Jacques Derrida, at 74; was father of deconstructionism

October 10, 2004|Associated Press

PARIS -- Jacques Derrida, the charismatic philosopher who founded the school known as deconstructionism, has died, the French president's office said yesterday. He was 74.

Derrida died of pancreatic cancer at a Paris hospital, French media reported, quoting friends and admirers.

The snowy-haired French intellectual taught, and thought, on both sides of the Atlantic, and his works were translated around the world.

Provocative and as difficult to define as his favorite subject, deconstruction, Derrida was a leading intellectual for decades. He is considered the modern-day French thinker best known internationally.

''With him, France has given the world one of its greatest contemporary philosophers, one of the major figures of intellectual life of our time," President Jacques Chirac said in a statement, calling Derrida a ''citizen of the world."

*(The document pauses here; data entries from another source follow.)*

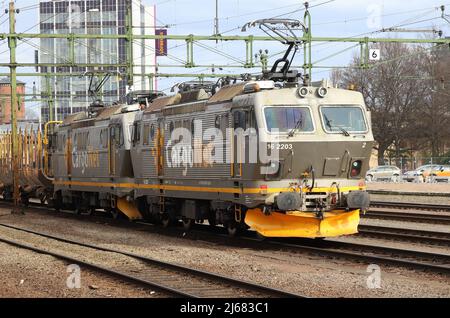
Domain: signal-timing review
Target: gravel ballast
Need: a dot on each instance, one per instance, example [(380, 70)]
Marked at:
[(302, 273)]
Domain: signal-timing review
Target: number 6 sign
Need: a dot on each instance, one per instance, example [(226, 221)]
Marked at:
[(374, 54)]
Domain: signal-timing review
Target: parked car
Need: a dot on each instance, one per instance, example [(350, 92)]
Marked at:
[(421, 174), (387, 173), (442, 174)]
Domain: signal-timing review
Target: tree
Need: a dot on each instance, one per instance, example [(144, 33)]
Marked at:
[(391, 93)]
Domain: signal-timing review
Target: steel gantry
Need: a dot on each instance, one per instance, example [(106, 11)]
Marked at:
[(307, 39)]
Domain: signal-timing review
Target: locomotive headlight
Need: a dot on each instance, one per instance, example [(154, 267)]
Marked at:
[(356, 168), (322, 92), (302, 92), (272, 170)]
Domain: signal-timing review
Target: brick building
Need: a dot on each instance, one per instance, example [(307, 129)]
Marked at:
[(5, 100)]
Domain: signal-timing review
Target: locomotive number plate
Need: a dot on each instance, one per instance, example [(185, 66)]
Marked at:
[(279, 146)]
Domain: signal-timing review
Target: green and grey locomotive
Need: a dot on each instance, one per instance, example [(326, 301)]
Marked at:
[(283, 161)]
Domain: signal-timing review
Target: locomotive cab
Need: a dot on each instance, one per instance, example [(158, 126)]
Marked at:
[(321, 142)]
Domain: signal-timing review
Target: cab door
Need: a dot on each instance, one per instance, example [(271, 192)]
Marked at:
[(238, 142), (160, 148), (68, 149), (112, 150)]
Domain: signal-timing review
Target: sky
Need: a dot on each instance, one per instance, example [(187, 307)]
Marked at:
[(338, 18)]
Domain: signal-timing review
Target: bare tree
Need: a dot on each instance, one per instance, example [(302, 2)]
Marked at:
[(390, 91)]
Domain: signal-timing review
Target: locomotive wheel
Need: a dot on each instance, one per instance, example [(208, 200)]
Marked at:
[(165, 220), (115, 213), (89, 211), (232, 228), (212, 220), (260, 237), (187, 224)]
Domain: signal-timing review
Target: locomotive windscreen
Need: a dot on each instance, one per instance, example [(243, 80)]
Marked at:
[(284, 119)]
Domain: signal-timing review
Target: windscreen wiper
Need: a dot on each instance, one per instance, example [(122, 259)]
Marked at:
[(328, 123), (298, 124)]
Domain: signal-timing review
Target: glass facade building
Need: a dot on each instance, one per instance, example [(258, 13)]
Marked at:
[(70, 93)]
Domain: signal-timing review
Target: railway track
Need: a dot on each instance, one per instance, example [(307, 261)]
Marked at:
[(410, 235), (407, 216), (407, 205), (413, 259), (176, 280)]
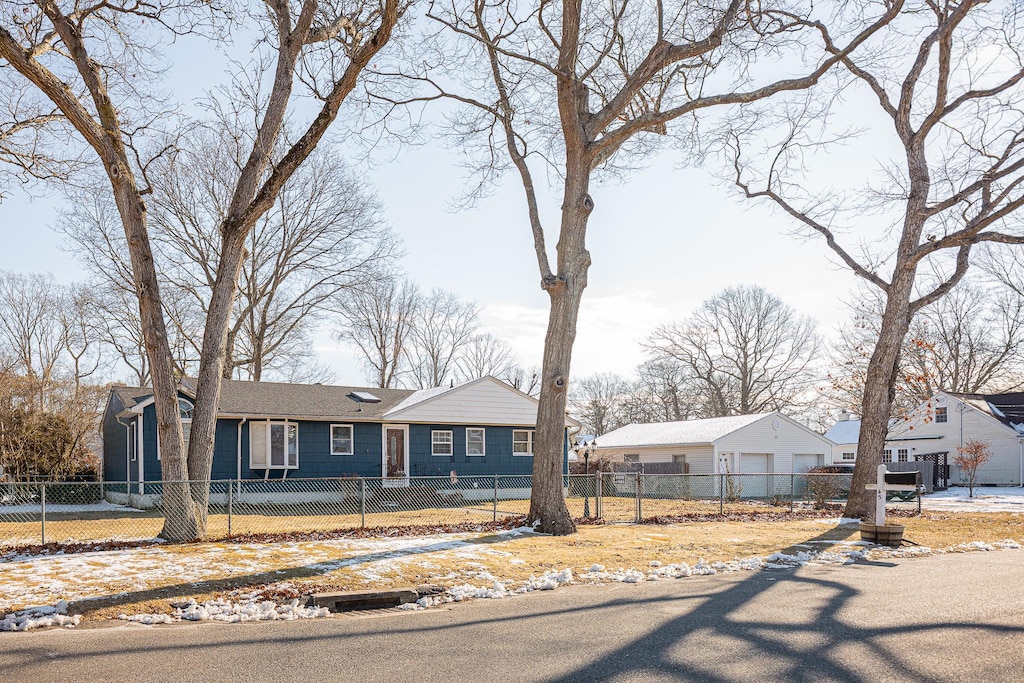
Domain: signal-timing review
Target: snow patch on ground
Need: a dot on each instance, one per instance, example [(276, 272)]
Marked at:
[(30, 508), (986, 499), (232, 612), (38, 617)]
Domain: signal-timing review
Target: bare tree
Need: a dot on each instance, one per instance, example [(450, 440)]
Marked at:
[(745, 351), (377, 318), (442, 328), (31, 329), (486, 354), (947, 80), (82, 57), (596, 400), (323, 233), (663, 391), (574, 88)]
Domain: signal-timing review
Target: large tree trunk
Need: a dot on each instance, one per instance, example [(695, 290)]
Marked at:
[(547, 505), (879, 392), (211, 369), (180, 519)]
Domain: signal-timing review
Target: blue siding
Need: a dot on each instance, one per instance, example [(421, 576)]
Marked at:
[(315, 460), (115, 442)]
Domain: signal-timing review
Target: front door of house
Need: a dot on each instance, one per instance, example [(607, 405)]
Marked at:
[(394, 440)]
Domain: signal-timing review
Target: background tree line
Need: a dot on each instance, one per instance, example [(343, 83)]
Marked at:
[(745, 351)]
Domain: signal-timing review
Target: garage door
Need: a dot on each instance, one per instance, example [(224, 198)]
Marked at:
[(804, 462)]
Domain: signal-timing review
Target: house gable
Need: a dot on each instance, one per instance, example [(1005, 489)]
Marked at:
[(482, 401)]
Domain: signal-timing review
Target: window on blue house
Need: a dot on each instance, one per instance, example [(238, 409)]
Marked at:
[(440, 442), (341, 440), (522, 441), (273, 445), (474, 440)]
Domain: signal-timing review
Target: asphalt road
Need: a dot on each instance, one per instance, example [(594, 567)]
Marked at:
[(949, 617)]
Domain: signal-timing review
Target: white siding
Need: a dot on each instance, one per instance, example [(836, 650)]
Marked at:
[(1004, 468), (790, 438), (485, 401), (700, 459)]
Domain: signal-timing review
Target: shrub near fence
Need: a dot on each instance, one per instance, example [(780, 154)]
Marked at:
[(45, 512)]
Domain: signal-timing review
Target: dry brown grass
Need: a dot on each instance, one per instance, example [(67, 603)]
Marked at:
[(291, 568)]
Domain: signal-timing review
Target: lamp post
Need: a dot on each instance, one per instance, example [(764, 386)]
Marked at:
[(586, 486)]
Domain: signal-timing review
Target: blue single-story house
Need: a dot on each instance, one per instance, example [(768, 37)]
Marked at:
[(268, 430)]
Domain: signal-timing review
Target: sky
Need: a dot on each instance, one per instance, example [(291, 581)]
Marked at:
[(662, 242)]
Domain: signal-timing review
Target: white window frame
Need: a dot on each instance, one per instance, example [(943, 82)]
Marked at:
[(351, 439), (528, 441), (434, 433), (267, 425), (483, 441)]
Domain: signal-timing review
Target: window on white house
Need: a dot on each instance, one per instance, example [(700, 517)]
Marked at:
[(273, 445), (475, 440), (440, 442), (522, 441), (341, 440)]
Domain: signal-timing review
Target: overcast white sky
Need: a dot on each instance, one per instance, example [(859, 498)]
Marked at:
[(660, 244)]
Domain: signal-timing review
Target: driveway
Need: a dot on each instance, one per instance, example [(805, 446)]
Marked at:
[(946, 617)]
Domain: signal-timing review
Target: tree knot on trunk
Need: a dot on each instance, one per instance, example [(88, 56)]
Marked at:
[(552, 282)]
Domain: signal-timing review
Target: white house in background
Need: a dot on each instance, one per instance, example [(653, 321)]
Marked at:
[(743, 443), (844, 434), (946, 421), (942, 424)]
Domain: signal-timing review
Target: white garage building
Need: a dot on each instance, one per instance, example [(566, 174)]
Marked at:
[(744, 443)]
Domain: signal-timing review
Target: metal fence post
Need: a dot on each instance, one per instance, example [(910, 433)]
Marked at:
[(639, 492), (230, 502), (721, 495), (363, 502), (42, 508)]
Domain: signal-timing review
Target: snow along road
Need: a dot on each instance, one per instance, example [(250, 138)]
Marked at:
[(947, 617)]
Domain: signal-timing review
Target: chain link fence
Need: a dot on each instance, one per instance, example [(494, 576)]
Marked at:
[(93, 511)]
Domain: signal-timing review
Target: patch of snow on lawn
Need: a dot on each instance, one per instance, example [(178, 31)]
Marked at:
[(232, 612), (51, 508), (986, 499), (38, 617)]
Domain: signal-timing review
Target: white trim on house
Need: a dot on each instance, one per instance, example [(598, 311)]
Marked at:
[(483, 441), (351, 439)]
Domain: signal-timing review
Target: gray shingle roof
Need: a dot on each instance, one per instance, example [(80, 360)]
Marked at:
[(321, 401), (1007, 408), (689, 432)]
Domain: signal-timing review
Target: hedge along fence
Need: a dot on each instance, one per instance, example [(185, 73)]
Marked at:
[(44, 512)]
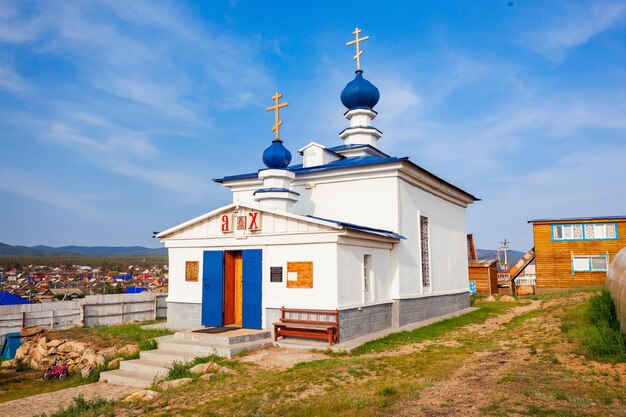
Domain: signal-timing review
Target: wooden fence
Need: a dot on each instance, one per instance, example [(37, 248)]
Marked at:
[(89, 311)]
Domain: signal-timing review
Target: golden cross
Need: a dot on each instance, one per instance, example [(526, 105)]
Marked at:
[(358, 48), (277, 108)]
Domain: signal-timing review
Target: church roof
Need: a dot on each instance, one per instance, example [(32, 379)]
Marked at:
[(349, 162), (333, 224), (359, 228)]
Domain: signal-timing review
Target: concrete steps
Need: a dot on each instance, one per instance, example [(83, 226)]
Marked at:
[(149, 367), (183, 347), (128, 378)]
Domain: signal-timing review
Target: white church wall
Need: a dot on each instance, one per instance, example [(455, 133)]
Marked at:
[(448, 251), (324, 292), (180, 291), (350, 276), (369, 202)]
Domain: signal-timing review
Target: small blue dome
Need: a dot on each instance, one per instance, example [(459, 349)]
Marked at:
[(360, 93), (276, 156)]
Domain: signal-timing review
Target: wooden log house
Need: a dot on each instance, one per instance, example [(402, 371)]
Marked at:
[(576, 252)]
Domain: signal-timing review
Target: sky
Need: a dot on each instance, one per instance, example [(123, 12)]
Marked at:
[(115, 116)]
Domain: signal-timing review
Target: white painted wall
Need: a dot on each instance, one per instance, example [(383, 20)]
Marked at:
[(323, 295), (350, 275), (180, 291), (368, 202), (448, 243)]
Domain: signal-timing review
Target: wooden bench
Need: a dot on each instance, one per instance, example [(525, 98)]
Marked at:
[(317, 324)]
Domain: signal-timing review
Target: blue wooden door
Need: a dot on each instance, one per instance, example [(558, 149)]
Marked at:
[(252, 272), (213, 288)]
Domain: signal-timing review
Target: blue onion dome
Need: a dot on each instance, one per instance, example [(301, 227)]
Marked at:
[(276, 156), (360, 93)]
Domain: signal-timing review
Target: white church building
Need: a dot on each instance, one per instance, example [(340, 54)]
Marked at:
[(377, 237)]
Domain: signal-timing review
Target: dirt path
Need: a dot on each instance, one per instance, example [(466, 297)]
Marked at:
[(524, 356), (279, 358), (50, 402)]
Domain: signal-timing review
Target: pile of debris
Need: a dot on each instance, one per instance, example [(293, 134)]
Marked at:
[(37, 352)]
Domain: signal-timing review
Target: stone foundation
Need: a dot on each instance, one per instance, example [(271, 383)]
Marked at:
[(184, 316), (408, 311), (356, 322)]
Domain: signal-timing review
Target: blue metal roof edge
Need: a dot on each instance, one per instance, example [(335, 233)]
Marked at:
[(360, 127), (338, 148), (275, 190), (367, 229), (341, 163), (351, 162)]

Born to a Jewish family July 15, 1930, in El Biar, Algeria, then part of France, Derrida wrote hundreds of books and essays. His reputation was launched with two 1967 publications in which he laid out basic ideas, ''Writing and Difference" and ''Of Grammatology." Among other works were ''Margins of Philosophy" (1972) and ''Specters of Marx" (1993).

Derrida was known as the father of deconstructionism, a branch of critical thought or analysis developed in the late 1960s and applied to literature, linguistics, philosophy, law, and architecture.

Derrida focused his work on language, showing that it has multiple layers and thus multiple meanings or interpretations, challenging the notion that speech is a direct form of communication or that the author of a text is the author of its meaning.

Deconstructionists like Derrida explored the means of liberating the written word from the structures of language, opening limitless textual interpretations. Not restricted to language, Derrida's philosophy of deconstructionism was then applied to Western values.

The deconstructionist approach has remained controversial, with detractors even proclaiming the movement dead.

Critics accused Derrida of nihilism, which he adamantly denied.

''Deconstruction is on the side of 'yes,' an affirmation of life," Derrida said in an August interview with the daily newspaper Le Monde.

Former culture minister Jack Lang, who knew Derrida, praised his ''absolute originality" as well as his combative spirit.

''I knew he was ill, and at the same time, I saw him as so combative, so creative, so present, that I thought he would surmount his illness," Lang said on France-Info radio.

Derrida was often named, but never chosen, for a Nobel Prize in Literature.

In 1949, Derrida left Algeria for Paris to further his education, receiving an advanced degree in philosophy from the prestigious Ecole Normale Superieure in 1956.